О землю Ариана ударилась с такой силой, что из ее грудной клетки в одно мгновение вылетел весь воздух. Несколько мгновений она лежала, не в силах издать ни звука, не в силах вдохнуть. Голова кружилась, в ушах звенело, но она все же расслышала, как над самой ее головой мужской голос снова произнес имя – Хорхе. Потом живительный воздух снова стал поступать в легкие, и Ариана рискнула пошевелиться, но тут же получила очередной пинок в бок.
– …Хорхе, – снова послышалось чуть в стороне, но сейчас ей было все безразлично. И даже когда неподалеку прозвучало несколько выстрелов, она отреагировала на них почти равнодушно. Пусть ее убьют, как Фелипе, – ее это ничуточки не волнует! Потом она сообразила, что живая она гораздо ценнее для бандитов, чем мертвая, но эта мысль не добавила ей бодрости. В эти минуты она страдала не столько от страха, сколько от жажды. Во рту у нее пересохло, пыль из мешка набилась в рот. Она готова была отдать жизнь за глоток самой обычной воды, но попросить пить у своих мучителей не решилась.
А затем вдруг стало очень тихо, и Ариана услышала еще один уверенный и громкий мужской голос, который выкрикнул несколько приказов. Он был совсем не похож на хриплые, грубые голоса, которые она слышала до того, да и испанский, на котором он говорил, был другим – знакомым ей и понятным. Так или почти так говорили ее друзья и подруги в Буэнос-Айресе. Мужчина приказывал положить ее в «ящик». Что это может означать, она не знала, но ни испугаться, ни приготовиться к борьбе не успела. Чужие грубые руки подняли ее с земли и куда-то понесли (в этот момент Ариана почувствовала, что ее туфли куда-то пропали и она босиком), а потом принялись укладывать в тесную и узкую деревянную коробку. Коробка оказалась ей коротковата, и кто-то ткнул ей кулаком в живот, заставив таким образом подогнуть ноги. Мгновение спустя Ариана почувствовала, что коробку накрывают тяжелой деревянной крышкой, которая со скрипом скользнула по дощатому бортику, и подумала, что ее, должно быть, уложили в гроб, чтобы похоронить заживо.

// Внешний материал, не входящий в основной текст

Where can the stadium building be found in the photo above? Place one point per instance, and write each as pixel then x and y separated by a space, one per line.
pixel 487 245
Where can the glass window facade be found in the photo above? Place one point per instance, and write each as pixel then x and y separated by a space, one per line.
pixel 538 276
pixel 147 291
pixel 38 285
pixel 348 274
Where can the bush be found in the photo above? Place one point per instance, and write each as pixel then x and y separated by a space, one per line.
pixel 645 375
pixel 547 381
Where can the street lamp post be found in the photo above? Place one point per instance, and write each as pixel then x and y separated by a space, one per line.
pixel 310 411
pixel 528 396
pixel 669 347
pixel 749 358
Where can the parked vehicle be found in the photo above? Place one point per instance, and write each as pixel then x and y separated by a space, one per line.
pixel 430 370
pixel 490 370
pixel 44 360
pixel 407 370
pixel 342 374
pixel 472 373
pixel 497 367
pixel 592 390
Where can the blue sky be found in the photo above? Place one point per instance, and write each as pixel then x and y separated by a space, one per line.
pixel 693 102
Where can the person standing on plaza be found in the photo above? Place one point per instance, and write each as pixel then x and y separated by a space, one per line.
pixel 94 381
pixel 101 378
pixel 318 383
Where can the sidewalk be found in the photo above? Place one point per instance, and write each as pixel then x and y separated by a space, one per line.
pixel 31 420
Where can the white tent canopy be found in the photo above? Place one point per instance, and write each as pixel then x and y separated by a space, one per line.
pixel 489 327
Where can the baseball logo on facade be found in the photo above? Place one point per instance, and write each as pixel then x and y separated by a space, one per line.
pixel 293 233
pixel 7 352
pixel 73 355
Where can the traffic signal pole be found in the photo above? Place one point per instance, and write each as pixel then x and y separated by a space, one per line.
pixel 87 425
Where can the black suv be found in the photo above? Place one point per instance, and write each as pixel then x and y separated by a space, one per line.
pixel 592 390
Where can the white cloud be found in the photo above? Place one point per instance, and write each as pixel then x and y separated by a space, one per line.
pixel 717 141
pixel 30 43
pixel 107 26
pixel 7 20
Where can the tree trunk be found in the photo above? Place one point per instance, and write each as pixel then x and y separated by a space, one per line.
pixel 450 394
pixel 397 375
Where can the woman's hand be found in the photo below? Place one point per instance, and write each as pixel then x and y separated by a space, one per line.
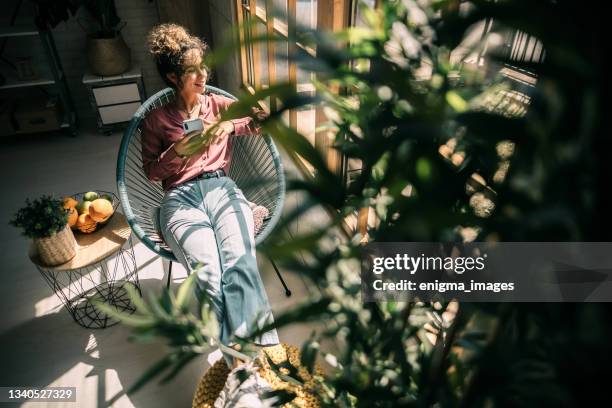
pixel 218 131
pixel 191 143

И снова ее это совершенно не тронуло, хотя дышать сразу стало труднее, к тому же очень скоро в коробке стало так жарко, словно она стояла на солнцепеке. Ни вытянуться во весь рост, ни пошевелиться она не могла, руки и ноги, все еще крепко связанные, затекли, и она их почти не чувствовала. Как ни странно, боль и страх, которые мучили ее столько времени, отступили, и она почувствовала сильнейшее желание спать. А поскольку смерть не спешила освободить ее от мучений, сон казался спасением – тихой гаванью, в которой она могла бы укрыться от постигших ее несчастий. И она действительно провалилась в какое-то забытье, потом на секунду очнулась, но, обнаружив себя все в том же душном и тесном ящике, опять задремала и даже, кажется, видела какие-то странные, путаные, не имеющие отношения к реальности сны.